I have i3 keyboard shortcuts to write a new blog entry or note
~/.config/i3/config
bindsym $mod+J exec ~/projects/bins/today.sh ~/Documents/Journal/
bindsym $mod+B exec ~/projects/bins/today.sh ~/Documents/lecaro.me/src/
Mod + J
opens today's journal entry, and Mod + B
opens a blog post. I find it very comvenient, and even use it to open sublime and then look at some other files.
The issue with that is that the buffer is kept as an empty tab, and sublime asks me if I want to save it when I try to close it. I created a small plugin to stop asking to save empty buffers for files that don't exist on disk. All I needed to do was to extend sublime_plugin.EventListener in a python file placed in the ~/.config/sublime-text/Packages/User/
directory. Mistral AI struggled to follow my prompt so I ended up writing it by hand.

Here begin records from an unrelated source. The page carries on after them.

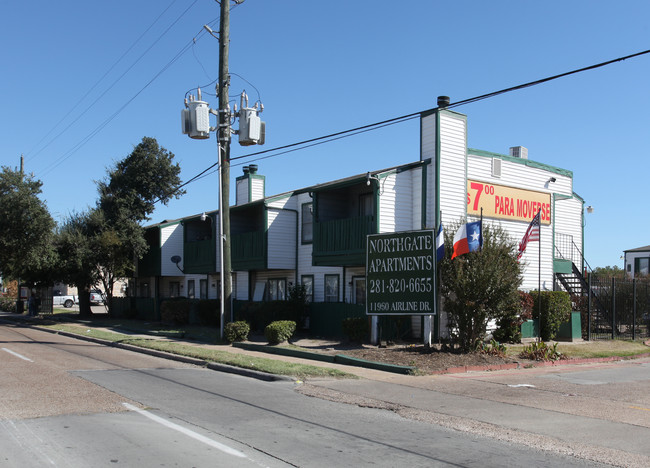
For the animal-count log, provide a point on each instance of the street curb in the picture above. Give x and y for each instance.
(530, 365)
(334, 359)
(174, 357)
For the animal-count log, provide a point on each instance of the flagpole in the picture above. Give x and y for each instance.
(539, 278)
(480, 239)
(437, 320)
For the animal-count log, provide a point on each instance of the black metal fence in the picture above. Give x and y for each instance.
(618, 308)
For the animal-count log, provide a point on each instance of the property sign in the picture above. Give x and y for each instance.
(499, 201)
(400, 273)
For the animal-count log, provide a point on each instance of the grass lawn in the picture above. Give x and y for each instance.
(207, 353)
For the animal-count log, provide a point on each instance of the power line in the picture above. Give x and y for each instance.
(545, 80)
(374, 126)
(100, 80)
(101, 126)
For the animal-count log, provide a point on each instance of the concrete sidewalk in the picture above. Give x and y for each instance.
(597, 411)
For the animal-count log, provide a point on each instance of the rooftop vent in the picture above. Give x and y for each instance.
(519, 152)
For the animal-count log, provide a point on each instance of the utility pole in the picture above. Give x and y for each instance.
(195, 120)
(223, 138)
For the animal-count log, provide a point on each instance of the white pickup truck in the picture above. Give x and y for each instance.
(65, 301)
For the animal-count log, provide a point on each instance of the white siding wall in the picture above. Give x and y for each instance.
(281, 238)
(217, 245)
(428, 151)
(396, 202)
(171, 243)
(416, 199)
(566, 217)
(568, 222)
(453, 152)
(241, 197)
(257, 189)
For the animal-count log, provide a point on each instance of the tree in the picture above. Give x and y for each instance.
(126, 198)
(137, 182)
(78, 259)
(479, 286)
(26, 229)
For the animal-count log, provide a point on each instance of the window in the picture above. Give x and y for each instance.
(641, 266)
(307, 223)
(366, 205)
(331, 288)
(308, 282)
(276, 289)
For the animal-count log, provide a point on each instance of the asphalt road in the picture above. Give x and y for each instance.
(72, 403)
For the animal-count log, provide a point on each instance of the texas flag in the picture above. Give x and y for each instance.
(467, 239)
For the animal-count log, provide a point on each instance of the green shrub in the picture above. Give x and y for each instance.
(527, 303)
(356, 328)
(236, 331)
(494, 348)
(7, 304)
(556, 309)
(280, 331)
(176, 311)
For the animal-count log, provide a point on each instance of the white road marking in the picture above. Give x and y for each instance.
(187, 432)
(17, 355)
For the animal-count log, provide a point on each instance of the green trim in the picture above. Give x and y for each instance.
(301, 223)
(423, 195)
(525, 162)
(275, 198)
(377, 199)
(265, 255)
(171, 223)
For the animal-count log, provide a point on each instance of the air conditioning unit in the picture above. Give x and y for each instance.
(519, 152)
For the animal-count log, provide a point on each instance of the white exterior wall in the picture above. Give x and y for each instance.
(630, 258)
(428, 152)
(453, 153)
(566, 213)
(241, 191)
(568, 222)
(282, 216)
(257, 188)
(171, 243)
(217, 239)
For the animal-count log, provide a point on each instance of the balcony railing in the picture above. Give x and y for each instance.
(248, 251)
(342, 241)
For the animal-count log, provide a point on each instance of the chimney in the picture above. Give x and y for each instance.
(250, 186)
(519, 152)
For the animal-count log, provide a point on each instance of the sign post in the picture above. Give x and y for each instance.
(400, 277)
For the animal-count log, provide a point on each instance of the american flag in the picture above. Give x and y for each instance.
(532, 234)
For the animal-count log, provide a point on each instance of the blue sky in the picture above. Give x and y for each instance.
(73, 108)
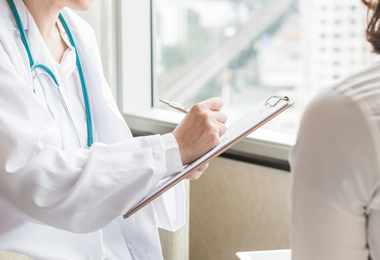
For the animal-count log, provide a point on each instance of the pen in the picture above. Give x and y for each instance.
(176, 106)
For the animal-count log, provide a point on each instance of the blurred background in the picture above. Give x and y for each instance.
(247, 50)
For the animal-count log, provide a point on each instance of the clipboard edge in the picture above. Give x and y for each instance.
(127, 215)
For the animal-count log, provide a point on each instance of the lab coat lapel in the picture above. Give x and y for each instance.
(105, 113)
(41, 54)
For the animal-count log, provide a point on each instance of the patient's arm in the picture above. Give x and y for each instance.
(336, 175)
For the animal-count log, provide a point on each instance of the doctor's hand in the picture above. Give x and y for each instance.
(200, 130)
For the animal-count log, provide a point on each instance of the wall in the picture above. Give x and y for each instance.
(236, 207)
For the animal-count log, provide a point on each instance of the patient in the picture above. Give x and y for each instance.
(336, 167)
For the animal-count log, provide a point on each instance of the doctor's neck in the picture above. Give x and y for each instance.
(45, 13)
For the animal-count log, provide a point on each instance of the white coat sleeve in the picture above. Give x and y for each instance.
(335, 171)
(77, 190)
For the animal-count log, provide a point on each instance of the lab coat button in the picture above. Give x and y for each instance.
(97, 257)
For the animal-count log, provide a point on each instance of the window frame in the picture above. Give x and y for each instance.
(136, 86)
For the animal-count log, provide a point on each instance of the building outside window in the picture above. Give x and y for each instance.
(247, 50)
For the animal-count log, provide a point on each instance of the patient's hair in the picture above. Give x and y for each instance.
(373, 19)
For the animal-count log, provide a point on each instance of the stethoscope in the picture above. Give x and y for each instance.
(34, 65)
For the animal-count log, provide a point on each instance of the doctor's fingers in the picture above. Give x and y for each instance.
(197, 174)
(220, 116)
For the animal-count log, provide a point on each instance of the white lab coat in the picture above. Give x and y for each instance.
(58, 201)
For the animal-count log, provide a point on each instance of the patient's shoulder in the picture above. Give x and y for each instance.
(355, 98)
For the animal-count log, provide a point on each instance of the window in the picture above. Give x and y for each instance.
(243, 51)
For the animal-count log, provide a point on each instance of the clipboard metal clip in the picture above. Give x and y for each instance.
(279, 99)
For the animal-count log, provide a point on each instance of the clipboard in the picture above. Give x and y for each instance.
(237, 131)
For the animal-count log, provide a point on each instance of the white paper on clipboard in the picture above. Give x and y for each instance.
(235, 131)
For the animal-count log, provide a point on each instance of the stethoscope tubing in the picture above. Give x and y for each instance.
(34, 65)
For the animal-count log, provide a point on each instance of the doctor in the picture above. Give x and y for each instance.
(69, 167)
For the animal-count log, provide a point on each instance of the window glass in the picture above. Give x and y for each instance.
(247, 50)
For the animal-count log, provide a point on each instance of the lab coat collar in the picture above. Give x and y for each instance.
(6, 14)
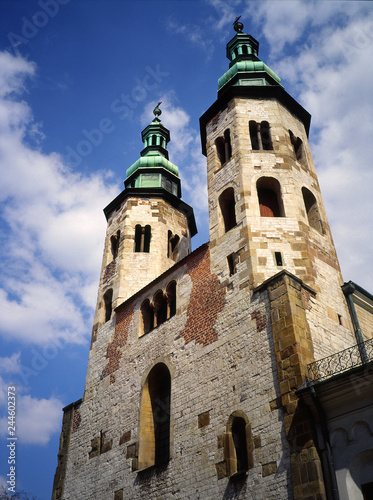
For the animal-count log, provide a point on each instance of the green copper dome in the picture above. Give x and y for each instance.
(153, 169)
(245, 68)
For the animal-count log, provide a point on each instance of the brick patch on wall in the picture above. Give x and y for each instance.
(113, 354)
(206, 301)
(261, 320)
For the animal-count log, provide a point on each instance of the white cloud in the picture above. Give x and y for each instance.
(52, 226)
(10, 364)
(36, 419)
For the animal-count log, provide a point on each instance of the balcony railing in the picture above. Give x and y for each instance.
(340, 362)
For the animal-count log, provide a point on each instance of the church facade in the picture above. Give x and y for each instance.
(242, 369)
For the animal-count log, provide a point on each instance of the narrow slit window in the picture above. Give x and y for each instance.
(312, 210)
(297, 146)
(224, 147)
(231, 264)
(278, 258)
(260, 136)
(171, 299)
(173, 246)
(108, 299)
(228, 209)
(160, 308)
(269, 197)
(142, 238)
(114, 241)
(239, 440)
(147, 317)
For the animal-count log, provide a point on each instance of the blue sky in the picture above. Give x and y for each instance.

~/.config/sublime-text/Packages/User/dont_prompt_save_empty.py
import sublime
import sublime_plugin
import os.path
class NoSaveEmptyTabsListener(sublime_plugin.EventListener):
def on_load_async(self, view):
if view.file_name() and not os.path.isfile(view.file_name()):
view.set_scratch(True)
def on_init(self, views):
for view in views:
if view.file_name() and not os.path.isfile(view.file_name()):
view.set_scratch(True)
def on_modified_async(self, view):
if view.is_scratch() and view.size() and view.file_name():
view.set_scratch(False)
Edit on 2025-01-14 : added the on_init part to also mark empty documents as scratch when sublime starts up.